The fact that the Republic of Cyprus wants to become a member of the Schengen Area is a given. The real question is whether, during its own presidency of the Council of the European Union in the first half of 2026, it will be able to actively advance its accession, or whether it will be forced to accept that this cannot happen without either the reunification or the formal partition of Cyprus.
Will we manage to retain and strengthen foreign investment, or will our promises prove hollow? This is the real wager, not only of the year ahead but of the country’s modern history itself.
EU membership without participation in the Schengen Area effectively renders the Republic of Cyprus something less than an equal member. Cypriot citizens experience this every time they travel from Cyprus to destinations within the EU, including Greece, where airport authorities direct them to non-Schengen passport control queues alongside travellers heading outside the Union.
For the business community, however, the absence of Schengen status is far more than an inconvenience at airports. For Cyprus-based companies with foreign ownership in particular, exclusion from Schengen is seen, rightly, as a serious obstacle for their workforce, which often consists of third-country nationals. In practical terms, these employees become effectively confined to Cyprus, as they require visas for both professional and private travel within the EU.
During the pre-election period, the issue was raised repeatedly, with all presidential candidates committing to Cyprus’ accession to Schengen. President Nikos Christodoulides is now the one called upon to deliver on that promise. This is where his ability to demonstrate consistency between words and actions, particularly towards foreign investors, will be tested.
The problem, however, lies in whether this can be achieved without the reunification of Cyprus and without signing off, directly or indirectly, on its permanent partition.

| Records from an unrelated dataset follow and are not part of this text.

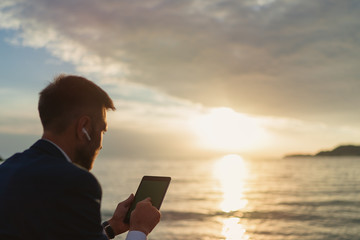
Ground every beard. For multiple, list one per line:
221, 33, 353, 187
73, 144, 97, 170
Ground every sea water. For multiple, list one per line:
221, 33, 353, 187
92, 156, 360, 240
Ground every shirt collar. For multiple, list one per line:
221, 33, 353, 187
42, 139, 72, 163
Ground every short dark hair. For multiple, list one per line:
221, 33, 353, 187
38, 74, 115, 133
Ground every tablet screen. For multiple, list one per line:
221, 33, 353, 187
124, 176, 171, 223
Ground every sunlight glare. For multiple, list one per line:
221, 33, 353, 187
214, 154, 249, 213
222, 218, 249, 240
190, 107, 265, 152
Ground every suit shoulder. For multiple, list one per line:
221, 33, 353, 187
71, 165, 101, 188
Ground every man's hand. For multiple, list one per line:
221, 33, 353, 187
129, 198, 161, 236
107, 194, 134, 235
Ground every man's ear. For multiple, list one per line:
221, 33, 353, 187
76, 115, 92, 141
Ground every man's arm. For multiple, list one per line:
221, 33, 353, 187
49, 170, 107, 240
57, 172, 106, 240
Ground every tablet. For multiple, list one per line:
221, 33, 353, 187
124, 176, 171, 223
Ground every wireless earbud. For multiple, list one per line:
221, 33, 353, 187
82, 128, 91, 141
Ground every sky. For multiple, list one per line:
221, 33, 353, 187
1, 0, 360, 160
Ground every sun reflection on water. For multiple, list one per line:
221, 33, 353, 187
222, 218, 249, 240
214, 154, 250, 239
214, 154, 249, 212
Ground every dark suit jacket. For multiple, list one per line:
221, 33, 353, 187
0, 139, 108, 240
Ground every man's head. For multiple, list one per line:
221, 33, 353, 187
39, 75, 115, 170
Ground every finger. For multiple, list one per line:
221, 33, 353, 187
122, 194, 135, 208
139, 197, 152, 205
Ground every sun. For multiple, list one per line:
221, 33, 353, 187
190, 107, 266, 152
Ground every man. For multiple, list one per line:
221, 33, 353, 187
0, 75, 160, 240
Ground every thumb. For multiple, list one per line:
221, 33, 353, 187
123, 194, 135, 207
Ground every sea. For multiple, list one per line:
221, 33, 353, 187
92, 155, 360, 240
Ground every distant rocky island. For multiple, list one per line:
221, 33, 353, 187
284, 145, 360, 158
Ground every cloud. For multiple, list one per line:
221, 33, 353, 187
100, 127, 211, 159
1, 0, 360, 158
1, 0, 359, 125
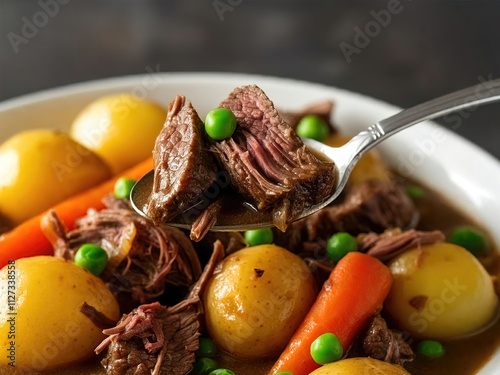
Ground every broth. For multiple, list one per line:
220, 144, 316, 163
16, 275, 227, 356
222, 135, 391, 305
132, 146, 336, 232
132, 170, 276, 229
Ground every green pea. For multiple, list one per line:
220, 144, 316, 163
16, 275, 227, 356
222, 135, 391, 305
244, 228, 274, 246
296, 115, 329, 142
74, 244, 108, 276
197, 338, 217, 357
208, 370, 235, 375
310, 333, 343, 365
205, 108, 237, 140
418, 340, 445, 358
326, 232, 358, 263
192, 357, 218, 375
449, 226, 488, 257
114, 177, 137, 199
406, 185, 424, 200
275, 372, 293, 375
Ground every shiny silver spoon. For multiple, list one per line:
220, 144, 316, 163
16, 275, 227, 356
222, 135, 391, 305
131, 78, 500, 231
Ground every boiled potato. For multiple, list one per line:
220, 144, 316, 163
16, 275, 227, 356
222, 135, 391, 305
0, 130, 111, 224
71, 95, 167, 173
386, 243, 498, 339
324, 134, 390, 185
309, 357, 410, 375
0, 256, 120, 370
203, 245, 317, 358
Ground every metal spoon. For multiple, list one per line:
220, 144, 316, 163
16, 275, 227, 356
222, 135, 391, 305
131, 78, 500, 231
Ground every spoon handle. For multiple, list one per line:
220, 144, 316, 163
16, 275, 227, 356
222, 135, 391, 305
298, 78, 500, 218
346, 78, 500, 159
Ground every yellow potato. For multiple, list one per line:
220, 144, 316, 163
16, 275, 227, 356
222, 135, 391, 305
386, 243, 498, 339
70, 95, 167, 173
324, 134, 390, 185
0, 130, 111, 224
0, 256, 120, 370
309, 357, 411, 375
203, 245, 317, 358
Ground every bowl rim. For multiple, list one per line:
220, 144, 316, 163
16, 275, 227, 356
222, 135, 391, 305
0, 71, 498, 159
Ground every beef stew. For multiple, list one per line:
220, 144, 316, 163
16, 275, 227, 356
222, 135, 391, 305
1, 85, 499, 375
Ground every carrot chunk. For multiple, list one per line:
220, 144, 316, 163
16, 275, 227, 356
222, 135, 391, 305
270, 252, 393, 375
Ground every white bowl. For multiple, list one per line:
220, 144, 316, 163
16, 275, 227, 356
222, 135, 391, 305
0, 73, 499, 373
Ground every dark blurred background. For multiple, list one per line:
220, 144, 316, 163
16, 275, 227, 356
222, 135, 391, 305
1, 0, 499, 158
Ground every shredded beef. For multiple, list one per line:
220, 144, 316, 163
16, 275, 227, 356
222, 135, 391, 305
210, 85, 336, 230
80, 302, 117, 330
303, 229, 443, 276
98, 241, 225, 375
189, 199, 223, 242
358, 228, 445, 262
41, 197, 202, 308
103, 195, 132, 210
147, 95, 218, 226
361, 314, 414, 365
99, 302, 198, 375
274, 179, 417, 253
41, 210, 71, 257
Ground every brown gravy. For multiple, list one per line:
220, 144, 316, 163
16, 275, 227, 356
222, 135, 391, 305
133, 170, 336, 231
132, 170, 276, 230
132, 148, 335, 231
2, 178, 500, 375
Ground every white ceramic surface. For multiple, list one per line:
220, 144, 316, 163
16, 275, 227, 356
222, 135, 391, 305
0, 73, 499, 373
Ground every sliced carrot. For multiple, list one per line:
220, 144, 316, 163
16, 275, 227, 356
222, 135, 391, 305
270, 252, 393, 375
0, 157, 153, 269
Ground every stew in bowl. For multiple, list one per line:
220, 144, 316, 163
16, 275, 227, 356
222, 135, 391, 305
0, 73, 499, 375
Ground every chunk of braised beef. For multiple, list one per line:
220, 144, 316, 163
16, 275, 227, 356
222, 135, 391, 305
210, 85, 336, 230
361, 314, 414, 365
41, 197, 202, 309
98, 302, 199, 375
304, 179, 416, 239
97, 241, 225, 375
147, 95, 219, 226
274, 179, 417, 253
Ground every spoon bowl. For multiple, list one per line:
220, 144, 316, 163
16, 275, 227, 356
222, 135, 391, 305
131, 169, 283, 231
131, 79, 500, 231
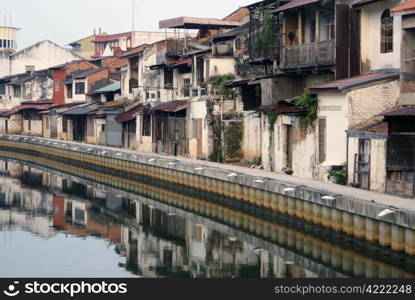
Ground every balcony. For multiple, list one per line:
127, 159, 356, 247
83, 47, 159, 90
280, 40, 335, 70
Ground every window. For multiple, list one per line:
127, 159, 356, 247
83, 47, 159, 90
164, 69, 173, 88
146, 92, 150, 100
192, 119, 199, 139
13, 85, 21, 98
101, 124, 106, 132
142, 114, 151, 137
318, 118, 327, 163
0, 83, 5, 95
75, 82, 85, 95
381, 10, 393, 53
55, 80, 60, 92
67, 84, 73, 99
62, 116, 68, 133
183, 78, 191, 97
46, 117, 50, 130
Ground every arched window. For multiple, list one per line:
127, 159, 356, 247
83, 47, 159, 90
381, 10, 393, 53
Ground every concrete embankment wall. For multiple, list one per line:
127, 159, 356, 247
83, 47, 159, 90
0, 135, 414, 256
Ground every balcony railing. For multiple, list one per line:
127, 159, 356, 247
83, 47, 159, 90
280, 40, 335, 70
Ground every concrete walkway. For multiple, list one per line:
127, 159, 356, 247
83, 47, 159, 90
2, 135, 415, 214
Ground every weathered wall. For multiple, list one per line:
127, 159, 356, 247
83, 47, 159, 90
242, 112, 261, 161
360, 1, 402, 73
348, 136, 387, 193
348, 80, 399, 127
22, 74, 53, 102
10, 40, 80, 76
23, 119, 42, 136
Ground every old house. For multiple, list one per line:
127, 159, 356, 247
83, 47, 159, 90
309, 72, 399, 183
383, 107, 415, 198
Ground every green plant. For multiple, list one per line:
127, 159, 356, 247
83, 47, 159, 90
251, 156, 262, 166
328, 169, 348, 186
209, 74, 235, 99
293, 89, 318, 128
261, 8, 276, 49
267, 112, 277, 132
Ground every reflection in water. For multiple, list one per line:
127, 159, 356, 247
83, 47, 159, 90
0, 159, 413, 278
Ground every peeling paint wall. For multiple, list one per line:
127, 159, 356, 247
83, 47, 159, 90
22, 74, 53, 101
242, 112, 261, 161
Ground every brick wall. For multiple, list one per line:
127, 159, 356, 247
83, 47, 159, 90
52, 69, 65, 105
66, 61, 97, 75
101, 57, 127, 72
348, 80, 399, 127
88, 68, 109, 92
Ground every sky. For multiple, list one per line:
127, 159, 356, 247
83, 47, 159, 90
3, 0, 254, 50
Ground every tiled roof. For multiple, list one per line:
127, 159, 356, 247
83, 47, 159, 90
274, 0, 320, 13
73, 67, 107, 79
310, 72, 399, 92
391, 0, 415, 13
99, 98, 126, 109
92, 32, 132, 43
384, 106, 415, 117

From the helm of the EU presidency, Cyprus has a rare opportunity to reshuffle the deck and explore what the EU could offer Turkey, such as progress on the customs union and visa liberalisation, in exchange for EU oversight of controls at ports and airports in the occupied areas. Such an arrangement would ensure effective control over all points of entry and exit across the island and would, in turn, open the path to Schengen accession.

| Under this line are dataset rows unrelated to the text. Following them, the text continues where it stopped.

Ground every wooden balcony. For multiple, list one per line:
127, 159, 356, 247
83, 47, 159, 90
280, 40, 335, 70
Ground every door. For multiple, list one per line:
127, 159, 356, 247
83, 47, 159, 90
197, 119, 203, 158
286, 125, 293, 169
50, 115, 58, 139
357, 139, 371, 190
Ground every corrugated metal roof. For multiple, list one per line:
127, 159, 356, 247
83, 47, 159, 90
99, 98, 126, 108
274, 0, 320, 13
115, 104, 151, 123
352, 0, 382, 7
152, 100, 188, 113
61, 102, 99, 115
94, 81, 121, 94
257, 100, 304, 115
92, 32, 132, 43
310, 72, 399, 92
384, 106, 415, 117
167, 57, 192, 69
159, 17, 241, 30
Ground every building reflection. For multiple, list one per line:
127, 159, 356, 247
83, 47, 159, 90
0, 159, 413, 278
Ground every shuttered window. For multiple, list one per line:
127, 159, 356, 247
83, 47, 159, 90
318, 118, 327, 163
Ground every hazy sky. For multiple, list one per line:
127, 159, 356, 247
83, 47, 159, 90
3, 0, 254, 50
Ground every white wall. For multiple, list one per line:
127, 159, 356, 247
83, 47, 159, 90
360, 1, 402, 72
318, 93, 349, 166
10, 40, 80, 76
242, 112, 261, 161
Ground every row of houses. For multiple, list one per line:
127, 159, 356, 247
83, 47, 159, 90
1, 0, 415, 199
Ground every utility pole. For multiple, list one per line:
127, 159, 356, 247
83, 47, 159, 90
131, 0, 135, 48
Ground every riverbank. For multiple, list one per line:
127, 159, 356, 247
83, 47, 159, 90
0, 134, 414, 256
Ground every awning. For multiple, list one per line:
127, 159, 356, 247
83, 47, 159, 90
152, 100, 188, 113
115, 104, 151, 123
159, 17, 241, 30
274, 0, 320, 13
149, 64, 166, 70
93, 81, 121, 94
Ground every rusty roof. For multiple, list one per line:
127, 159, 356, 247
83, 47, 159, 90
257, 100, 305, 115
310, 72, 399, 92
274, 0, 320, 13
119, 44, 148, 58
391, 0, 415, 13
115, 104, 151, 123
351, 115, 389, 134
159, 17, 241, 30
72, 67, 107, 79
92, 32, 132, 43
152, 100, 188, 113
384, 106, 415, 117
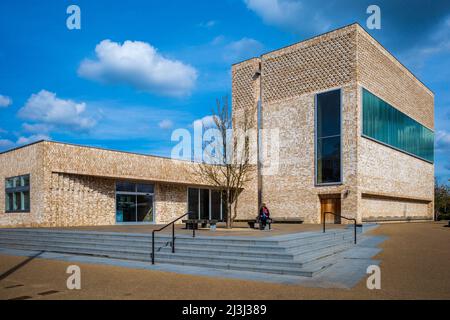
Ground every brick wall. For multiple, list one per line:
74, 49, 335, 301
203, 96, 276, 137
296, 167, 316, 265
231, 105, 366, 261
356, 25, 434, 219
0, 143, 46, 227
231, 23, 434, 223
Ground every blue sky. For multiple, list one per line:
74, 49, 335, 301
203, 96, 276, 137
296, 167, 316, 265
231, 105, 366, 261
0, 0, 449, 182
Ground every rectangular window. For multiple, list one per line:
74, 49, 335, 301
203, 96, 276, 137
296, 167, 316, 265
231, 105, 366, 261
5, 174, 30, 212
115, 181, 154, 223
362, 88, 434, 163
188, 188, 199, 219
187, 188, 226, 222
316, 89, 342, 185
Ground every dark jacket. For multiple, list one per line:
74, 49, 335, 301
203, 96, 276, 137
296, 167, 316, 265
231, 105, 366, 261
259, 206, 270, 219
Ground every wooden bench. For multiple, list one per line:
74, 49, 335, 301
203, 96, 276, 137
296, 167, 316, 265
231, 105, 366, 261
182, 219, 218, 230
248, 218, 273, 230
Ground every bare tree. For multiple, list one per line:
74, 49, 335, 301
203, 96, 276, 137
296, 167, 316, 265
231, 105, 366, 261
193, 96, 256, 229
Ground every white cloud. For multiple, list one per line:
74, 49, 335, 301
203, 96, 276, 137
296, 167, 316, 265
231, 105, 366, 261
198, 20, 218, 28
78, 40, 198, 97
436, 130, 450, 151
158, 119, 174, 129
16, 134, 50, 146
193, 115, 218, 128
22, 123, 51, 133
18, 90, 96, 132
401, 17, 450, 68
244, 0, 330, 33
224, 38, 264, 62
0, 139, 14, 149
0, 94, 12, 107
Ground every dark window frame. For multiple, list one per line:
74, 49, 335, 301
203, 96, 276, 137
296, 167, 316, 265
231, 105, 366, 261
315, 88, 343, 186
5, 174, 31, 213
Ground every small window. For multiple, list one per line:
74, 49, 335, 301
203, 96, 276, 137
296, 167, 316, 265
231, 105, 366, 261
5, 174, 30, 212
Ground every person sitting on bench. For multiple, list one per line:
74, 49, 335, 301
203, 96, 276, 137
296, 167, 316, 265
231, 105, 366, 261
259, 203, 270, 230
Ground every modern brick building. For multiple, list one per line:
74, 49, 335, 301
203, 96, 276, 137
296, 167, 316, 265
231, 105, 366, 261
0, 23, 434, 228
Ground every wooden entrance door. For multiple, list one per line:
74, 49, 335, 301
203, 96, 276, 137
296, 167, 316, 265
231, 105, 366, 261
320, 197, 341, 224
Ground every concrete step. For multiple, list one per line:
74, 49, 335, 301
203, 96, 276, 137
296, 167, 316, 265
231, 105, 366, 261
0, 229, 354, 249
0, 233, 353, 259
0, 228, 353, 246
147, 257, 330, 277
0, 236, 352, 265
0, 228, 356, 277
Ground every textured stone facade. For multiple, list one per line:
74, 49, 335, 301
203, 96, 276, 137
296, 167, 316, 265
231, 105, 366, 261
232, 23, 434, 223
47, 172, 115, 227
0, 141, 209, 227
0, 143, 45, 227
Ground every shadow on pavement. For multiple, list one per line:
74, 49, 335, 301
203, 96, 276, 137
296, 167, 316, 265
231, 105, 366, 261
0, 251, 44, 282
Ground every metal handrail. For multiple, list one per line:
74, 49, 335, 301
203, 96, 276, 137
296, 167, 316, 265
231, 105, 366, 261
152, 212, 194, 264
322, 212, 357, 244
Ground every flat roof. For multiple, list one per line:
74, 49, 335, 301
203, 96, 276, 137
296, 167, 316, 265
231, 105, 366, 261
0, 139, 195, 164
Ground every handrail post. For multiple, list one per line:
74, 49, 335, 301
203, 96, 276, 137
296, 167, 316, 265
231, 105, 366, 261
151, 231, 155, 265
150, 212, 196, 265
323, 213, 326, 233
172, 223, 175, 253
193, 224, 195, 238
354, 220, 357, 244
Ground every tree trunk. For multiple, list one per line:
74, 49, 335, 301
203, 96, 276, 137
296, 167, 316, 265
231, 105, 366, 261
226, 189, 232, 229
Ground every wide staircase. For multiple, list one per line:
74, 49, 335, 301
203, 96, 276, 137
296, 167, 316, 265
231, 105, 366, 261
0, 226, 360, 277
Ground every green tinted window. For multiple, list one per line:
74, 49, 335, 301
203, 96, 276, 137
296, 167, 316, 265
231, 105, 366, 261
362, 89, 434, 163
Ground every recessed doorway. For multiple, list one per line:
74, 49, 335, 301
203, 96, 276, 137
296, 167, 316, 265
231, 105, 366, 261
320, 195, 341, 224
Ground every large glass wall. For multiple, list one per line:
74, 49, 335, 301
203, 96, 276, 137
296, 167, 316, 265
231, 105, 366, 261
116, 182, 154, 223
316, 89, 342, 184
187, 188, 227, 222
362, 88, 434, 163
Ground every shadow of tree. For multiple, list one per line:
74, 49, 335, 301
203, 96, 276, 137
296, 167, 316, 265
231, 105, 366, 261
0, 251, 45, 282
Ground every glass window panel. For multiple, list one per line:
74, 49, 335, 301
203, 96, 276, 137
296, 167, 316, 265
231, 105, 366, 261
137, 195, 153, 222
116, 181, 136, 192
188, 188, 199, 219
5, 175, 30, 212
200, 189, 210, 220
221, 191, 228, 222
136, 184, 154, 194
20, 176, 30, 187
211, 191, 221, 221
116, 194, 136, 222
316, 89, 341, 184
6, 193, 12, 211
317, 137, 341, 184
317, 90, 341, 138
23, 191, 30, 211
13, 192, 20, 211
6, 178, 14, 189
362, 89, 434, 162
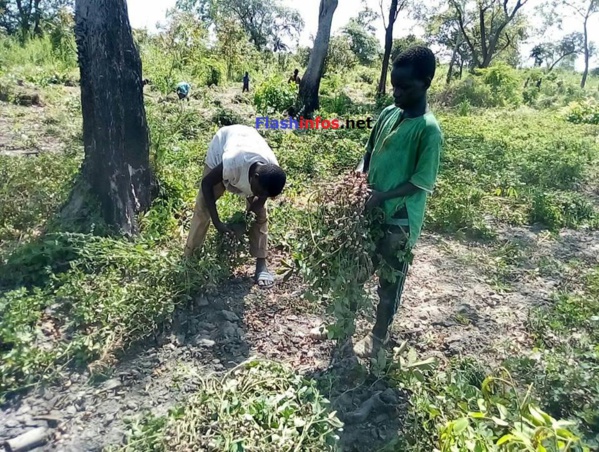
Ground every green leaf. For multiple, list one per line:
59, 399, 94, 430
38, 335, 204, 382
491, 416, 509, 427
528, 405, 547, 426
497, 434, 516, 446
468, 412, 486, 419
453, 417, 469, 434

The question is whether this would be desirable for Turkish Cypriots, and how prepared the Republic of Cyprus is to allow, through a revision of the Green Line Regulation and formal identification mechanisms, the direct trade of the occupied areas.
This is a complex equation, particularly if the package does not also include guarantees for the island’s security, whether through the NATO-isation of troops stationed on the island or through demilitarisation, as well as arrangements concerning the buffer zone and the fenced-off city of Famagusta.
In other words, we are talking not necessarily about the resolution of the Cyprus problem, but certainly about its transition to a new phase, one that would likely lead, sooner rather than later, to a choice between reunification and permanent partition.
Can any President of the Republic take such a risk? The answer is undoubtedly yes. Not because they want to, but because the risk of permanent partition already exists. Within the framework of the EU presidency, Cyprus at least has a voice.
If not now, then when? Turkey will eventually unlock, with or without our consent, issues relating to visas and the customs union, and direct trade with the occupied areas is no longer as distant a scenario as it once was.
Now, therefore, is the moment for the President to return to the negotiating table for the Cyprus problem, or at the very least to take a decisive step by bringing the whole of Cyprus into the Schengen Area.
Special thanks for this article go to Eftychios and Grigoris, with whom the issue was discussed around the festive table.